Barangkali lima belas tahun atau dua puluh tahun kebelakang pendidikan keagamaan di Ranah Minang belum menjadi bagian penting dan mungkin masih sekedarnya sehingga pemahaman keagamaan tidak menjiwai dalam setiap individu masyarakat. Jika anggapan ini benar, bahwa perilaku masyarakat yang cenderung mengalami degradasi moral adalah akibat pendidikan masa lalu, maka hal ini hendaknya menjadi pelajaran bersama untuk lebih memperhatikan pendidikan yang mengutamakan pembentukan akhlak mulia. Kemudian, bagaimana sikap kita sebagai pemuda Islam yang merupakan Agen of Change tatkala mencermati hal tersebut? Langkah yang perlu dilakukan adalah mengupayakan kembali pembinaan akhlak di rumah sekolah, dan masyarakat. Pembinaan akhlak di berbagai kehidupan akan mampu memberi efek pencucian jiwa yang terlanjur beku oleh perilaku yang tertuju kepada perusakan ranah moralitas dan akhlak. Pembinaan akhlak di rumah perlu kembali dievaluasi dan dintensifkan, hal ini mengingat pendidikan akhlak di rumah dan peran orang tua sangat penting. Karena anak dilahirkan dalam keadaan fitrah, maka orang tuanya yang menjadikannya Yahudi, Nasranai ataupun Majusi. Hal ini juga telah diingatkan oleh Nabi Muammahd SAW sebagai berikut, “Tidaklah seorang anak itu dilahirkan, kecuali ia dilahirkan dalam keadaan fitrah. Maka orang tuanyalah yang menjadikannya Yahudi, Nasranai ataupun Majusi.” (HR. Bukhari).

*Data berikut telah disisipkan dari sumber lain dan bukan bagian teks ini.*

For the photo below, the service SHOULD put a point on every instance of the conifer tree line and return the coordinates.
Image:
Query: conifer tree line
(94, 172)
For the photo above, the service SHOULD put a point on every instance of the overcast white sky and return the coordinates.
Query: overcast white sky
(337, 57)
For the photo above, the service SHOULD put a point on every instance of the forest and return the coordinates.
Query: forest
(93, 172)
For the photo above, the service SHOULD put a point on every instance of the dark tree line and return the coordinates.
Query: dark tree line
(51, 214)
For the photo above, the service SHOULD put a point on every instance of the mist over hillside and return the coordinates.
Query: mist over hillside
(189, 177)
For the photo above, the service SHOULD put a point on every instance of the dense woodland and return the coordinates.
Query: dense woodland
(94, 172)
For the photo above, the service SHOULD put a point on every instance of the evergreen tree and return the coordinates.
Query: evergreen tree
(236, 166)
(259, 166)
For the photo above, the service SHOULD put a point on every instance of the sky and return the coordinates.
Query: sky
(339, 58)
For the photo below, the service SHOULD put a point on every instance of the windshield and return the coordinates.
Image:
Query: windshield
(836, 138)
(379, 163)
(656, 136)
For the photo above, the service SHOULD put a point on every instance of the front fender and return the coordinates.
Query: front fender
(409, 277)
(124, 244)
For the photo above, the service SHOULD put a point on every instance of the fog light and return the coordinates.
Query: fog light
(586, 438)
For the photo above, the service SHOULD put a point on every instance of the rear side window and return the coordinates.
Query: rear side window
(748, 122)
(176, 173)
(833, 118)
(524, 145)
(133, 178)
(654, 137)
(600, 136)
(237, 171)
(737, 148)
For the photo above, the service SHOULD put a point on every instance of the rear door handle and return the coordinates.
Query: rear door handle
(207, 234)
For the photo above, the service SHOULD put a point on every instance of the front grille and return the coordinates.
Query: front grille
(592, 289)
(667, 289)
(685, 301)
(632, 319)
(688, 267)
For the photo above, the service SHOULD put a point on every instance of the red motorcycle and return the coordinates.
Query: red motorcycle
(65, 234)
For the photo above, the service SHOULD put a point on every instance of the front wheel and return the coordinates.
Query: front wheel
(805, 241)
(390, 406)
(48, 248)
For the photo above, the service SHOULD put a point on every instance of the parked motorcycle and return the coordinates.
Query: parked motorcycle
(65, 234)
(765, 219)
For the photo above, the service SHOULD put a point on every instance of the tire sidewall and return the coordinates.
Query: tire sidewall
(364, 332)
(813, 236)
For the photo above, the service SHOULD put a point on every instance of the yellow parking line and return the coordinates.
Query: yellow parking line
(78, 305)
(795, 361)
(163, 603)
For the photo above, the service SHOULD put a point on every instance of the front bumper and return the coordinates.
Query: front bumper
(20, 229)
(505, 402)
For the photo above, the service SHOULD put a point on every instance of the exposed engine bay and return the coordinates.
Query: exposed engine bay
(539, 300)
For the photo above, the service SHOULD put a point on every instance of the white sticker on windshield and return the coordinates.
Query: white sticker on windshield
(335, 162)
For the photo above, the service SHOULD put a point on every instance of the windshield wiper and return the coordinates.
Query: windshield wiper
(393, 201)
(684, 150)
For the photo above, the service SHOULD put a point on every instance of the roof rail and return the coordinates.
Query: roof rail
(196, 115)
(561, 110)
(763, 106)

Dari hadis ini dapat dipahami bahwa sebenarnya peran dari orang tua sangat penting dalam membentuk akhlak. Ketika pendidikan, pembentukan kerpibadian diabaikan, maka dapat diprediksi perilaku anak yang tidak mendapatkan pendidikan agama yang kuat di keluarganya akan cenderung bersikap amoral, berbuat dan bertingkah laku menyimpang dari nilai-nilai agama. Jika, pembinaan keagamaan di rumah tangga belum maksimal, maka mulai saat ini kita sebagai pemuda Islam bangsa ini  hendaknya bersepakat untuk meneguhkan dan memulai kembali pembinaan keagamaan masyarakat Minang secara maksimal dan berke-lanjutan. Jika hal ini dapat dilakukan secara intens di Ranah Minang ini, maka dimungkinkan lambat laun degradasi moral dapat kita kikis dan kita cegah. Tidak ada kata terlambat untuk memulai yang lebih baik. Ketika disetiap keluarga telah mapan dan telah menerapkan pembinaan agama yang diberikan kaum pemuda Islam dengan baik, maka diharapkan terjadi perubahan perilaku di tengah masyarakat.

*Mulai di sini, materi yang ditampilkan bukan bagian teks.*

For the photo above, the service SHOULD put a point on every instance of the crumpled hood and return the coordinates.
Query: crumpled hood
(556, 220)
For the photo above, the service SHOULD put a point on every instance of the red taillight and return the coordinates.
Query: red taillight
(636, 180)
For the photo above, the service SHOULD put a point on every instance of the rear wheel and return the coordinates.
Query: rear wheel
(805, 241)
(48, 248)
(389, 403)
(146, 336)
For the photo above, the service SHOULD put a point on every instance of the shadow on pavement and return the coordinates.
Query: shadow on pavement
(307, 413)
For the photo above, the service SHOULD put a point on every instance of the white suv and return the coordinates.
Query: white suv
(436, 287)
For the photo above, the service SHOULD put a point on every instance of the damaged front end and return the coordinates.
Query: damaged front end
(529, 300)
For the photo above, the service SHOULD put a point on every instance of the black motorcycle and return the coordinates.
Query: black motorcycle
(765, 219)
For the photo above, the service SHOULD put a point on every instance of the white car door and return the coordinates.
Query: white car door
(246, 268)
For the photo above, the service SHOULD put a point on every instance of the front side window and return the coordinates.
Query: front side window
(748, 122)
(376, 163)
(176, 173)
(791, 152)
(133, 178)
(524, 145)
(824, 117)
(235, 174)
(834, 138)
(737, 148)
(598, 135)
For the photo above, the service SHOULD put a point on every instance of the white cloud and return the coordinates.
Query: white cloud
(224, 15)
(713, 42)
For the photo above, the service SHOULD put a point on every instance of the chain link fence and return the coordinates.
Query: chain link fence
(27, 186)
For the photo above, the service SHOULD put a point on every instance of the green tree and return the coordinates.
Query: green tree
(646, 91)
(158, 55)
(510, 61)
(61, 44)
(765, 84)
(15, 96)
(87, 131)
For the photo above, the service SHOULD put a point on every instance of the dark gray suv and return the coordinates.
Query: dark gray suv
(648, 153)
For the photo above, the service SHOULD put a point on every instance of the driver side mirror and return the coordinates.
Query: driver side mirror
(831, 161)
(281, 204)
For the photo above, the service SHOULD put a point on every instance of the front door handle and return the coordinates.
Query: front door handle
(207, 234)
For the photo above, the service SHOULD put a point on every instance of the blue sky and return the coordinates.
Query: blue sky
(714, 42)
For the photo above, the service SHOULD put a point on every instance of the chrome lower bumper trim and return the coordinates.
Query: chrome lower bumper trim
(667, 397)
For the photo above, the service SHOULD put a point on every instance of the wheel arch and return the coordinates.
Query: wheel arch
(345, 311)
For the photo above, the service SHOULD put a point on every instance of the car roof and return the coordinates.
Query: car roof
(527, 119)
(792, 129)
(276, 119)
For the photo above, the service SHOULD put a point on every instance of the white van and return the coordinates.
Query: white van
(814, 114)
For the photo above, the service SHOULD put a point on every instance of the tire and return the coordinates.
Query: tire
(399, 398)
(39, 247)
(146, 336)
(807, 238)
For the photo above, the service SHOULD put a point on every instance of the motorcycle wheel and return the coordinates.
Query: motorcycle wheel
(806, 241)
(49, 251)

Dalam upaya peningkatan kembali pembinaan dan pembiasaan perilaku agama di rumah tangga kita perlu mencontoh bagimana Lukman mendidik dan membina anak-anaknya dalam hal keagamaan. Lukman mendidik rasa agama kepada anaknya dapat dipahami dari firman Allah sebagai berikut. “Hai anakku, dirikanlah salat dan suruhlah (manusia) mengerjakan yang baik dan cegahlah (mereka) dari perbuatan yang mungkar dan bersabarlah terhadap apa yang menimpa kamu. Sesungguhnya yang demikian itu Termasuk hal-hal yang diwajibkan (oleh Allah).”(QS. Lukman: 17). Jika mencontoh bagaimana Lukman menanamkan rasa keagamaan kepada anak-anaknya, maka disini diperlukan juga langkah tegas dan nyata yang harus dilakukan oleh para orang tua dewasa ini adalah bagaimana menanamkan rasa ketuhanan kepada anak. Jika hal ini telah dilakukan dengan baik oleh para orang tua, maka degradasi moral dapat dicegah sedini mungkin, bahkan ateisme dapat dicegah.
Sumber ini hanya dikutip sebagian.